Synthèse de l’entretien

La Section française de l’Internationale ouvrière, plus connue sous son acronyme SFIO, a permis en 1905 l’union de toutes les organisations se réclamant du socialisme, après des années de luttes entre courants concurrents. Cette unité d’action n’obviait pas les dissensions doctrinales internes, mais du moins elle leur donnait un cadre de débat cohérent et pacifique. L’histoire n’est jamais écrite à l’avance et, en 1900, alors que Jaurès et Guesde discouraient sur divers sujets lors du fameux discours des deux méthodes, l’unité était encore loin d’être acquise. Jules Guesde défend l’exclusivité de la lutte de classes, pour Jaurès en revanche la lutte des classes n’est qu’un des moteurs du socialisme, mais il n’est pas le seul. L’idéal socialiste doit aussi se revendiquer de la justice, de la République.

Cinq avant la création de la SFIO donc, les deux grands ténors socialistes luttent avec les mots, le 26 novembre 1900, à l’initiative du maire socialiste de Lille, Gustave Delory, pour savoir ce que le socialisme révolutionnaire signifie alors que l’affaire Dreyfus et l’affaire Millerand sont en jeu. La première a failli faire basculer la République vers la réaction, mais la défense républicaine mise progressivement en place permet de contenir l’assaut des forces de conservation. C’est dans ce contexte que la seconde affaire se comprend, puisque Millerand entre dans le gouvernement de défense républicaine. Il faut rappeler que c’est la première fois qu’un socialiste entre dans un gouvernement dit « bourgeois ».

Les deux affaires s’entremêlent : faut-il, pour les socialistes, participer aux affaires bourgeoises ? En d’autres mots, faut-il soutenir le Capitaine Dreyfus alors qu’il est un bourgeois, au demeurant militaire ? Doit-on apporter son soutien implicite, par la participation ministérielle, à un gouvernement de la classe dominante, alors même que se trouve dans ce gouvernement Galliffet, un des massacreurs de la Commune ?

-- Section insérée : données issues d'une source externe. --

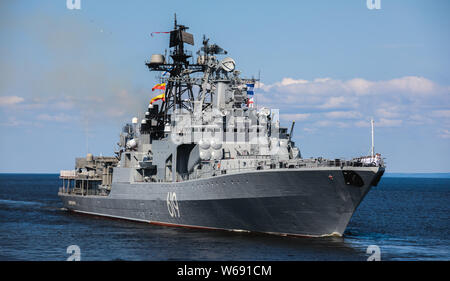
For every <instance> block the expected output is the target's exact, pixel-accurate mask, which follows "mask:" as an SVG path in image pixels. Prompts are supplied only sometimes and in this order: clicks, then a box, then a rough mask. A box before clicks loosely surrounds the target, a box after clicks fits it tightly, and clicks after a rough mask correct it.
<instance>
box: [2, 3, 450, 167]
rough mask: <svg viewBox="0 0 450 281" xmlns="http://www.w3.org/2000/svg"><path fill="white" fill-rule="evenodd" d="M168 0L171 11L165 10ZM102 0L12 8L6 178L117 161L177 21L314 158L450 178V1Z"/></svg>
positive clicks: (4, 145)
mask: <svg viewBox="0 0 450 281" xmlns="http://www.w3.org/2000/svg"><path fill="white" fill-rule="evenodd" d="M167 2H168V3H167ZM167 2H161V1H112V0H111V1H106V0H105V1H99V0H96V1H93V0H81V10H68V9H67V8H66V1H65V0H53V1H1V3H0V37H1V42H2V44H0V61H1V64H0V118H1V119H0V120H1V121H0V129H1V131H2V133H1V135H0V153H1V155H2V157H1V160H0V172H58V171H59V170H60V169H71V168H73V165H74V158H75V157H78V156H84V155H85V154H86V152H87V150H89V152H91V153H94V154H103V155H111V154H112V153H113V151H114V147H115V144H116V142H117V140H118V134H119V132H120V128H121V126H122V125H123V123H124V122H129V120H131V118H132V117H133V116H135V115H137V112H141V113H142V112H143V111H144V109H145V108H146V105H147V104H148V101H149V99H150V98H151V97H152V92H151V87H152V86H153V85H154V83H155V82H156V79H155V74H154V73H150V72H148V70H147V69H146V67H145V65H144V61H145V60H147V59H149V57H150V56H151V54H153V53H161V52H162V51H163V50H164V49H165V48H167V45H168V37H167V36H166V35H155V36H154V37H150V33H151V32H153V31H168V30H170V29H171V27H172V25H173V14H174V13H175V12H176V13H177V16H178V20H179V23H181V24H185V25H187V26H189V27H190V32H192V33H193V34H194V38H195V42H196V46H195V47H194V48H191V49H192V50H196V49H197V48H198V47H199V45H200V42H201V37H202V35H203V34H206V35H207V36H208V37H210V38H211V41H212V42H216V43H217V44H219V45H220V46H222V47H223V48H225V49H226V50H227V51H228V52H229V55H230V56H231V57H233V58H234V59H235V60H236V62H237V68H238V69H240V70H241V71H242V73H243V74H244V75H246V76H252V75H253V76H257V75H258V71H261V82H262V83H261V85H260V88H259V89H257V90H256V91H257V94H256V95H257V103H258V105H259V106H262V105H266V106H270V107H272V108H279V109H280V112H281V114H282V115H281V120H282V122H283V123H284V124H285V125H289V123H290V122H291V120H296V128H295V133H294V140H295V141H296V143H297V145H298V146H299V147H300V149H301V151H302V154H303V156H304V157H316V156H323V157H329V158H338V157H344V158H351V157H353V156H359V155H362V154H367V153H368V151H369V148H370V127H369V120H370V118H371V117H372V116H373V117H374V119H375V125H376V130H375V131H376V134H375V146H376V151H377V152H380V153H381V154H382V155H383V156H384V157H386V162H387V165H388V171H390V172H450V161H448V158H449V156H450V145H449V143H450V99H449V96H450V95H449V94H450V72H449V67H448V66H449V65H450V52H449V50H450V48H449V47H450V35H449V34H450V33H449V32H448V30H449V27H450V17H449V16H448V15H449V12H450V2H449V1H445V0H443V1H413V0H408V1H401V0H397V1H387V0H381V9H380V10H369V9H368V8H367V6H366V0H351V1H350V0H349V1H170V2H169V1H167Z"/></svg>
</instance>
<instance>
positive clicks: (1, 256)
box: [0, 174, 450, 261]
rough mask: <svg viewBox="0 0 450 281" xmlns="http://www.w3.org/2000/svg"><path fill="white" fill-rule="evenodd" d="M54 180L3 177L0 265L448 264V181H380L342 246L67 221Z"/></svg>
mask: <svg viewBox="0 0 450 281" xmlns="http://www.w3.org/2000/svg"><path fill="white" fill-rule="evenodd" d="M59 184H60V181H59V179H58V175H44V174H42V175H37V174H0V260H66V259H67V258H68V257H69V256H70V254H68V253H67V247H69V246H70V245H77V246H78V247H79V248H80V252H81V260H237V261H239V260H258V261H265V260H287V261H292V260H294V261H295V260H308V261H310V260H356V261H364V260H367V258H368V257H369V256H370V255H371V254H367V248H368V247H369V246H370V245H376V246H377V247H378V248H379V250H380V258H381V260H450V179H448V178H405V177H384V178H383V179H382V180H381V182H380V184H379V185H378V187H375V188H373V189H372V190H371V191H370V192H369V194H368V195H367V197H366V198H365V200H364V201H363V202H362V204H361V205H360V207H359V208H358V210H357V212H356V213H355V215H354V216H353V218H352V220H351V222H350V224H349V226H348V227H347V230H346V232H345V235H344V237H342V238H293V237H279V236H273V235H263V234H247V233H229V232H225V231H206V230H192V229H184V228H172V227H162V226H154V225H149V224H145V223H136V222H129V221H123V220H115V219H108V218H101V217H94V216H88V215H80V214H75V213H70V212H67V211H65V210H64V209H63V208H62V204H61V202H60V201H59V198H58V197H57V191H58V187H59Z"/></svg>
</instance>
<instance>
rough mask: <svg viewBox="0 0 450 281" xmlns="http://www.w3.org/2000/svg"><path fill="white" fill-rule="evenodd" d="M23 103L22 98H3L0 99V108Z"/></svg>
mask: <svg viewBox="0 0 450 281" xmlns="http://www.w3.org/2000/svg"><path fill="white" fill-rule="evenodd" d="M23 101H24V98H21V97H18V96H4V97H0V106H9V105H14V104H17V103H21V102H23Z"/></svg>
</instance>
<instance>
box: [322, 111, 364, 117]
mask: <svg viewBox="0 0 450 281" xmlns="http://www.w3.org/2000/svg"><path fill="white" fill-rule="evenodd" d="M325 117H327V118H332V119H359V118H361V117H362V115H361V113H359V112H357V111H331V112H327V113H325Z"/></svg>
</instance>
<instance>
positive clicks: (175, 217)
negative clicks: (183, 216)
mask: <svg viewBox="0 0 450 281" xmlns="http://www.w3.org/2000/svg"><path fill="white" fill-rule="evenodd" d="M167 209H168V210H169V215H170V216H171V217H172V218H179V217H180V209H179V207H178V201H177V194H176V193H175V192H168V193H167Z"/></svg>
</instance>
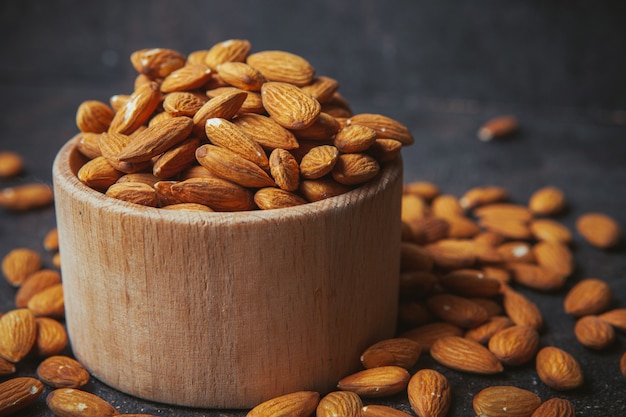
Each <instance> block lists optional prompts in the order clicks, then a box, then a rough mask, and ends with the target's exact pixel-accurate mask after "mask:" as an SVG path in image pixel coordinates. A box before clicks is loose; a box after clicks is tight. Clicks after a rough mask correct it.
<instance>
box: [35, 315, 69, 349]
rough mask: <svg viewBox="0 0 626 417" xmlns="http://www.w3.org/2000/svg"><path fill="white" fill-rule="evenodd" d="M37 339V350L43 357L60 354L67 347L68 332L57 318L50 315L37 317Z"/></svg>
mask: <svg viewBox="0 0 626 417" xmlns="http://www.w3.org/2000/svg"><path fill="white" fill-rule="evenodd" d="M35 321H36V323H37V339H36V341H35V347H34V349H35V351H36V353H37V355H39V356H41V357H47V356H52V355H58V354H59V353H61V352H62V351H63V350H64V349H65V348H66V347H67V341H68V339H67V332H66V331H65V327H63V325H62V324H61V323H59V322H58V321H57V320H55V319H52V318H49V317H37V318H36V319H35Z"/></svg>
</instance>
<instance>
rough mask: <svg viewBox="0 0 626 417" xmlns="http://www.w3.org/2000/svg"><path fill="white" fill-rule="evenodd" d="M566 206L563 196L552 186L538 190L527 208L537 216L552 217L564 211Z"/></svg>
mask: <svg viewBox="0 0 626 417" xmlns="http://www.w3.org/2000/svg"><path fill="white" fill-rule="evenodd" d="M566 206H567V201H566V199H565V194H564V193H563V191H562V190H561V189H559V188H557V187H554V186H547V187H543V188H540V189H539V190H537V191H535V192H534V193H533V195H531V196H530V200H529V201H528V208H529V209H530V211H532V212H533V214H535V215H538V216H554V215H556V214H559V213H561V212H562V211H563V210H565V207H566Z"/></svg>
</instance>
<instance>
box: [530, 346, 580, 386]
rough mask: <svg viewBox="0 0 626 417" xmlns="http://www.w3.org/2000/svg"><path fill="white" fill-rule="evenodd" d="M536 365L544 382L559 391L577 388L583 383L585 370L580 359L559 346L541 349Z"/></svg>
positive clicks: (539, 351) (539, 353) (539, 374)
mask: <svg viewBox="0 0 626 417" xmlns="http://www.w3.org/2000/svg"><path fill="white" fill-rule="evenodd" d="M535 366H536V369H537V375H538V376H539V378H540V379H541V380H542V381H543V383H544V384H546V385H547V386H549V387H550V388H553V389H555V390H557V391H567V390H572V389H576V388H579V387H580V386H581V385H582V384H583V381H584V377H583V372H582V369H581V367H580V364H579V363H578V361H577V360H576V359H575V358H574V357H573V356H572V355H571V354H569V353H568V352H566V351H564V350H562V349H559V348H557V347H554V346H546V347H544V348H542V349H541V350H539V352H538V353H537V357H536V358H535Z"/></svg>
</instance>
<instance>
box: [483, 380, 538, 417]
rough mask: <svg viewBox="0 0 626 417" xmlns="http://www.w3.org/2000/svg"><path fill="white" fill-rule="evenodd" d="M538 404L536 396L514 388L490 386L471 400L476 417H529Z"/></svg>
mask: <svg viewBox="0 0 626 417" xmlns="http://www.w3.org/2000/svg"><path fill="white" fill-rule="evenodd" d="M540 404H541V398H539V396H538V395H536V394H534V393H533V392H530V391H528V390H525V389H522V388H518V387H514V386H490V387H487V388H484V389H483V390H481V391H480V392H479V393H478V394H476V395H475V396H474V399H473V400H472V406H473V408H474V412H475V413H476V415H478V416H489V417H530V416H531V415H532V413H533V412H534V411H535V410H536V409H537V408H538V407H539V405H540Z"/></svg>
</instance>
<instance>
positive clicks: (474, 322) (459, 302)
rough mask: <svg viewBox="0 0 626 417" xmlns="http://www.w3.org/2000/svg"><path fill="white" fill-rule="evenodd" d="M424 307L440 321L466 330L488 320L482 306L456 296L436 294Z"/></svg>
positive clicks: (485, 313)
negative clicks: (431, 312)
mask: <svg viewBox="0 0 626 417" xmlns="http://www.w3.org/2000/svg"><path fill="white" fill-rule="evenodd" d="M426 305H427V306H428V308H429V309H430V310H431V311H432V312H433V314H435V315H436V316H437V317H439V318H440V319H441V320H443V321H445V322H448V323H451V324H454V325H455V326H459V327H462V328H466V329H471V328H473V327H477V326H478V325H480V324H482V323H484V322H485V321H487V319H488V318H489V316H488V314H487V310H485V309H484V308H483V307H482V306H480V305H479V304H477V303H475V302H473V301H471V300H469V299H467V298H464V297H460V296H458V295H453V294H445V293H444V294H436V295H433V296H430V297H429V298H428V299H427V300H426Z"/></svg>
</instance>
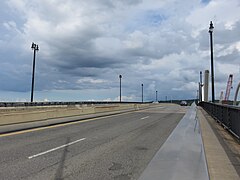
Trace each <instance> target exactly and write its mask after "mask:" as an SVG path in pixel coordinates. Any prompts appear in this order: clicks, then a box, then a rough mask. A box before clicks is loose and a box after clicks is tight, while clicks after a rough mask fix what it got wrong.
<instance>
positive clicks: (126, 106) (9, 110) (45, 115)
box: [0, 104, 150, 126]
mask: <svg viewBox="0 0 240 180" xmlns="http://www.w3.org/2000/svg"><path fill="white" fill-rule="evenodd" d="M149 105H150V104H111V105H103V104H101V105H75V106H66V105H64V106H49V107H40V106H38V107H21V108H1V109H0V126H1V125H9V124H17V123H25V122H33V121H42V120H47V119H54V118H61V117H70V116H80V115H86V114H95V113H102V112H112V111H122V110H138V109H140V108H144V107H148V106H149Z"/></svg>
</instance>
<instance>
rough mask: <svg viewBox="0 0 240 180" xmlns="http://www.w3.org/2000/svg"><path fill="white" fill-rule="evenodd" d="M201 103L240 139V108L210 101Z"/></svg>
mask: <svg viewBox="0 0 240 180" xmlns="http://www.w3.org/2000/svg"><path fill="white" fill-rule="evenodd" d="M199 105H200V106H201V107H203V109H204V110H206V111H207V112H208V113H209V114H210V115H211V116H212V117H213V118H215V119H216V120H217V121H218V122H220V123H221V124H222V125H223V126H224V127H225V128H226V129H227V130H229V132H231V133H232V134H233V135H234V136H235V137H236V138H237V139H238V140H240V108H238V107H234V106H229V105H220V104H213V103H208V102H200V103H199Z"/></svg>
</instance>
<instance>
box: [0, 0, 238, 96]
mask: <svg viewBox="0 0 240 180" xmlns="http://www.w3.org/2000/svg"><path fill="white" fill-rule="evenodd" d="M6 2H7V3H6ZM6 2H5V1H4V6H5V9H8V11H4V12H3V13H2V12H1V15H2V16H0V17H3V16H4V17H5V19H4V18H1V19H0V24H1V26H0V32H1V33H2V34H3V36H2V37H1V38H0V47H1V49H0V53H1V57H3V58H1V61H0V63H1V67H0V70H1V71H0V80H1V82H2V84H3V86H1V89H0V90H2V91H16V92H18V91H26V92H27V91H29V90H30V80H31V68H32V67H31V66H32V64H31V63H32V51H31V49H30V45H31V42H32V41H34V42H35V43H37V44H39V46H40V51H39V52H38V53H37V64H36V65H37V69H36V90H38V91H44V92H45V91H50V90H51V91H54V90H83V91H84V90H86V91H88V90H89V89H91V90H99V92H100V90H102V91H101V92H102V93H103V94H99V95H98V96H101V97H102V99H107V98H111V99H115V98H116V96H117V94H118V92H117V93H116V95H115V97H109V96H108V91H113V90H115V89H118V86H119V78H118V75H119V74H122V75H123V88H124V92H125V93H126V94H125V95H126V96H127V97H126V98H128V97H129V98H130V99H131V98H137V99H138V98H139V97H140V91H139V87H140V85H141V83H144V87H145V91H146V97H147V98H148V99H149V100H151V99H152V98H153V97H154V96H155V95H154V92H155V90H158V92H159V93H160V97H162V98H163V99H164V98H165V96H166V95H167V96H172V97H175V98H180V97H181V98H182V97H185V98H193V97H195V95H196V92H195V91H196V90H197V89H198V87H197V83H198V81H199V71H204V69H209V62H210V61H209V33H208V24H209V20H212V17H213V16H214V17H217V18H218V17H221V16H222V13H223V12H222V8H221V7H222V6H223V5H225V3H224V2H222V1H220V0H214V1H210V2H209V3H206V2H205V1H204V2H200V1H197V0H194V1H190V0H189V1H184V2H181V1H164V2H156V1H154V0H149V1H147V0H134V1H125V0H124V1H112V0H104V1H97V0H90V1H87V2H84V1H77V2H76V1H73V0H69V1H63V0H60V1H51V2H49V1H47V0H43V1H35V0H34V1H22V0H18V1H17V0H9V1H6ZM212 3H217V6H216V7H215V8H214V6H212V5H211V4H212ZM235 4H236V1H235V0H231V1H230V2H229V4H228V6H229V7H230V6H233V11H236V12H235V13H238V12H239V8H237V7H236V6H235ZM211 11H212V12H213V13H211ZM226 13H227V12H226ZM199 14H201V16H200V15H199ZM13 15H14V16H13ZM193 19H195V20H196V21H193ZM219 19H220V18H219ZM219 19H218V20H217V21H216V23H215V22H214V26H215V29H214V47H215V49H214V50H215V51H214V52H215V54H214V58H215V61H216V81H217V83H219V86H221V87H224V86H225V84H226V74H228V73H229V72H230V71H231V67H232V66H231V65H232V64H234V65H237V64H238V63H239V62H238V59H239V52H240V39H239V37H240V36H239V34H240V32H239V29H240V17H239V16H236V15H234V13H230V15H229V14H228V15H227V16H226V17H225V18H223V20H219ZM204 27H205V28H204ZM224 65H226V68H224V70H222V69H221V68H222V67H223V66H224ZM234 72H237V70H235V71H234ZM236 78H239V77H238V75H236ZM87 89H88V90H87ZM218 91H219V90H218Z"/></svg>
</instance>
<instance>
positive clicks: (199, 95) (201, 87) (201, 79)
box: [199, 71, 203, 102]
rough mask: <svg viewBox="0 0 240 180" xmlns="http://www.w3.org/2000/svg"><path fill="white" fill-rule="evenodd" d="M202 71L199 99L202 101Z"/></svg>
mask: <svg viewBox="0 0 240 180" xmlns="http://www.w3.org/2000/svg"><path fill="white" fill-rule="evenodd" d="M202 87H203V84H202V71H200V84H199V101H200V102H201V101H202Z"/></svg>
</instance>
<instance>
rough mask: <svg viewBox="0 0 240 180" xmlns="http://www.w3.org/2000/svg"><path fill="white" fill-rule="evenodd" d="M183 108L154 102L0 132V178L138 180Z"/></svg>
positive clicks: (173, 128) (41, 179)
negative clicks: (90, 117) (142, 172)
mask: <svg viewBox="0 0 240 180" xmlns="http://www.w3.org/2000/svg"><path fill="white" fill-rule="evenodd" d="M187 108H188V107H180V106H178V105H167V106H163V105H160V106H157V105H156V107H154V108H150V109H146V110H141V111H136V112H131V113H124V114H120V115H113V116H109V117H102V118H95V119H89V120H84V121H79V122H74V123H69V124H64V125H57V126H54V127H46V128H39V129H33V130H29V131H23V132H16V133H11V134H7V135H0V179H10V180H13V179H31V180H33V179H41V180H46V179H56V180H57V179H73V180H76V179H80V180H108V179H114V180H130V179H138V178H139V177H140V175H141V173H142V172H143V170H144V169H145V168H146V167H147V165H148V163H149V162H150V161H151V159H152V158H153V156H154V155H155V153H156V152H157V151H158V150H159V148H160V147H161V146H162V144H163V143H164V142H165V141H166V139H167V138H168V136H169V135H170V134H171V132H172V131H173V129H174V128H175V127H176V125H177V124H178V122H179V121H180V120H181V118H182V117H183V115H184V113H185V112H186V109H187Z"/></svg>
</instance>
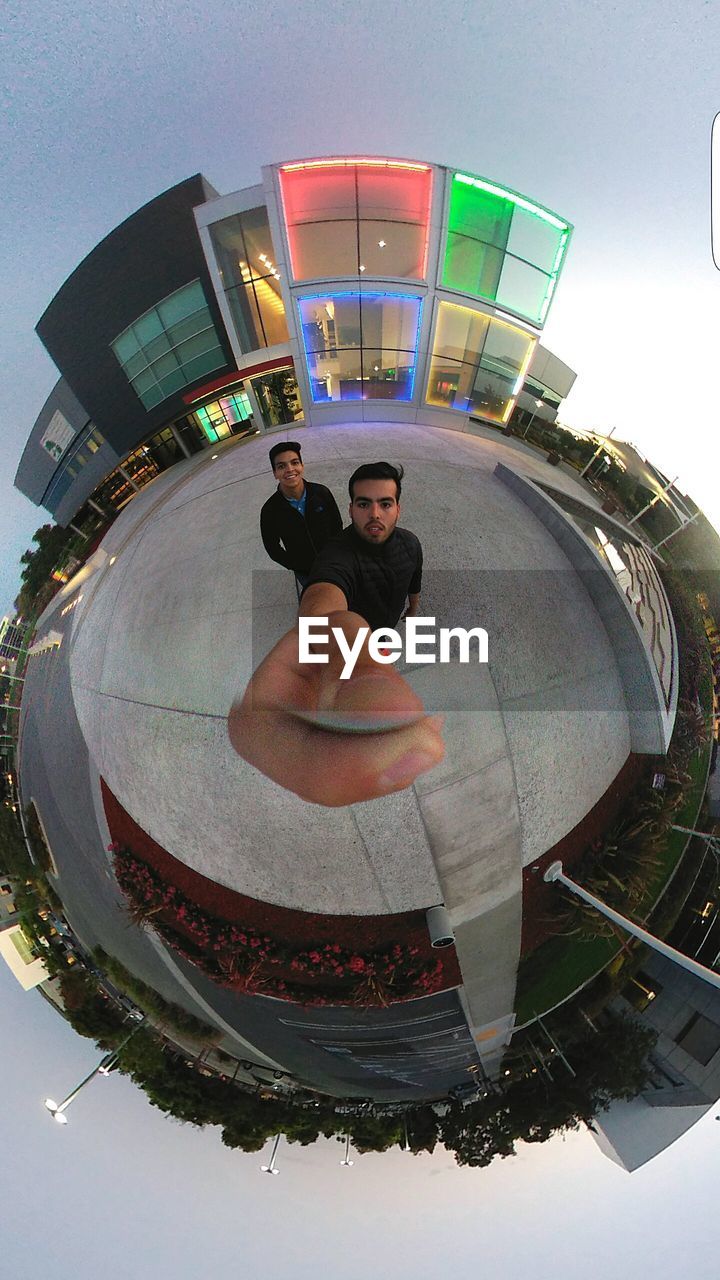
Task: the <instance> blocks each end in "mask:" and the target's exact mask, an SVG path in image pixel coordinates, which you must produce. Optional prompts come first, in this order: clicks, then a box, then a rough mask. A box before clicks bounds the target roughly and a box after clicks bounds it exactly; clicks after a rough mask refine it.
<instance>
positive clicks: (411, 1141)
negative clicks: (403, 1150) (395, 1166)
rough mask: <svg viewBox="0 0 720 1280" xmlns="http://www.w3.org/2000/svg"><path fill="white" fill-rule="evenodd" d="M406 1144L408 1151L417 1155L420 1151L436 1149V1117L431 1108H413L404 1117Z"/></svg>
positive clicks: (431, 1151) (431, 1152)
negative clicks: (405, 1125)
mask: <svg viewBox="0 0 720 1280" xmlns="http://www.w3.org/2000/svg"><path fill="white" fill-rule="evenodd" d="M406 1126H407V1142H409V1144H410V1151H413V1152H414V1153H415V1155H419V1153H420V1152H421V1151H429V1152H430V1153H432V1152H433V1151H434V1149H436V1144H437V1140H438V1117H437V1115H436V1114H434V1111H433V1108H432V1107H413V1110H411V1111H409V1112H407V1115H406Z"/></svg>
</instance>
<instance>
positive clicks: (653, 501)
mask: <svg viewBox="0 0 720 1280" xmlns="http://www.w3.org/2000/svg"><path fill="white" fill-rule="evenodd" d="M676 479H678V476H675V480H676ZM675 480H670V481H669V483H667V484H666V485H665V488H664V489H661V490H660V493H656V494H655V498H652V499H651V502H648V503H647V506H646V507H643V509H642V511H638V513H637V516H633V518H632V520H629V521H628V529H629V527H630V525H634V524H635V522H637V521H638V520H639V518H641V516H644V513H646V511H650V509H651V507H655V504H656V502H660V499H661V498H662V497H665V494H666V493H667V490H669V489H671V488H673V485H674V484H675Z"/></svg>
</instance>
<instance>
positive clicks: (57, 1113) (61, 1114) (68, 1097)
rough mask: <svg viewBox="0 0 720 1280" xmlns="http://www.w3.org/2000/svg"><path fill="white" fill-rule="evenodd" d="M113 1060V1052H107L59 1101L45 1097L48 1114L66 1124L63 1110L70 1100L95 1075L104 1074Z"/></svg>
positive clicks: (56, 1119) (76, 1094) (66, 1105)
mask: <svg viewBox="0 0 720 1280" xmlns="http://www.w3.org/2000/svg"><path fill="white" fill-rule="evenodd" d="M114 1060H115V1055H114V1053H108V1055H106V1056H105V1057H104V1059H102V1060H101V1061H100V1062H99V1064H97V1066H96V1068H94V1069H92V1071H91V1073H90V1075H86V1078H85V1080H81V1082H79V1084H78V1085H77V1087H76V1088H74V1089H73V1091H72V1092H70V1093H68V1096H67V1098H63V1101H61V1102H55V1101H54V1100H53V1098H45V1106H46V1107H47V1110H49V1112H50V1115H51V1116H53V1119H54V1120H56V1121H58V1124H67V1123H68V1117H67V1115H65V1111H67V1110H68V1107H69V1105H70V1102H73V1101H74V1100H76V1098H77V1096H78V1093H79V1092H81V1091H82V1089H85V1085H86V1084H90V1082H91V1080H94V1079H95V1076H96V1075H106V1074H108V1071H109V1070H110V1066H111V1064H113V1062H114Z"/></svg>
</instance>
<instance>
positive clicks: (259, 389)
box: [251, 369, 302, 426]
mask: <svg viewBox="0 0 720 1280" xmlns="http://www.w3.org/2000/svg"><path fill="white" fill-rule="evenodd" d="M251 384H252V390H254V392H255V396H256V398H258V403H259V404H260V412H261V413H263V421H264V424H265V426H282V425H283V424H284V422H295V421H296V420H297V419H299V417H302V403H301V399H300V390H299V387H297V379H296V376H295V369H275V370H272V371H270V372H268V374H260V375H259V376H258V378H252V379H251Z"/></svg>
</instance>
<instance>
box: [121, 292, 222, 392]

Jules Guesde, à l’origine dreyfusard, passe progressivement à une position de désintéressement, voire de défiance, vis-à-vis de cette affaire. Son socialisme entend se concentrer exclusivement sur la classe, critère qui n’intervient pas dans l’Affaire Dreyfus. En sus, s’allier à un militaire serait corrompre le socialisme et trahir les ouvriers. Pour Jaurès à l’inverse, l’attachement à la République renvoie à une responsabilité inhérente aux socialistes, héritiers de la Révolution française, de soutien aux opprimés, qu’ils appartiennent aux classes laborieuses ou non. Dreyfus, étant soumis à l’arbitraire du monde militaire, est dénué pour Jaurès de tout caractère de classe au moment même où on lui dénie ses droits fondamentaux. Ainsi, par la défense du capitaine juif, le prolétariat français s’allierait à la cause de tous les opprimés.

Ce débat Guesde – Jaurès n’est cependant pas un avant-goût de la lutte fratricide qui mêlera communistes et socialistes au XXe siècle. L’un et l’autre ne sont pas les symboles du socialisme révolutionnaire, pour Guesde, et du socialisme réformiste, pour Jaurès. Cet anachronisme ne rend pas compte de la diversité et de la complexité des débats doctrinaux qui avaient cours à propos du socialisme.

Les deux discours des tribuns socialistes présentent le double intérêt d’être certes théoriques, mais également politiques. L’aspect théorique permet de confronter deux visions réfléchies du socialisme, deux visions qui s’affrontent autour de différentes questions. Mais « en même temps », ces deux discours (ensuite publiés en brochures largement distribuées et lues) sont compréhensibles pour les ouvriers, qui peuvent s’approprier en pratique l’une ou l’autre des deux théories socialistes.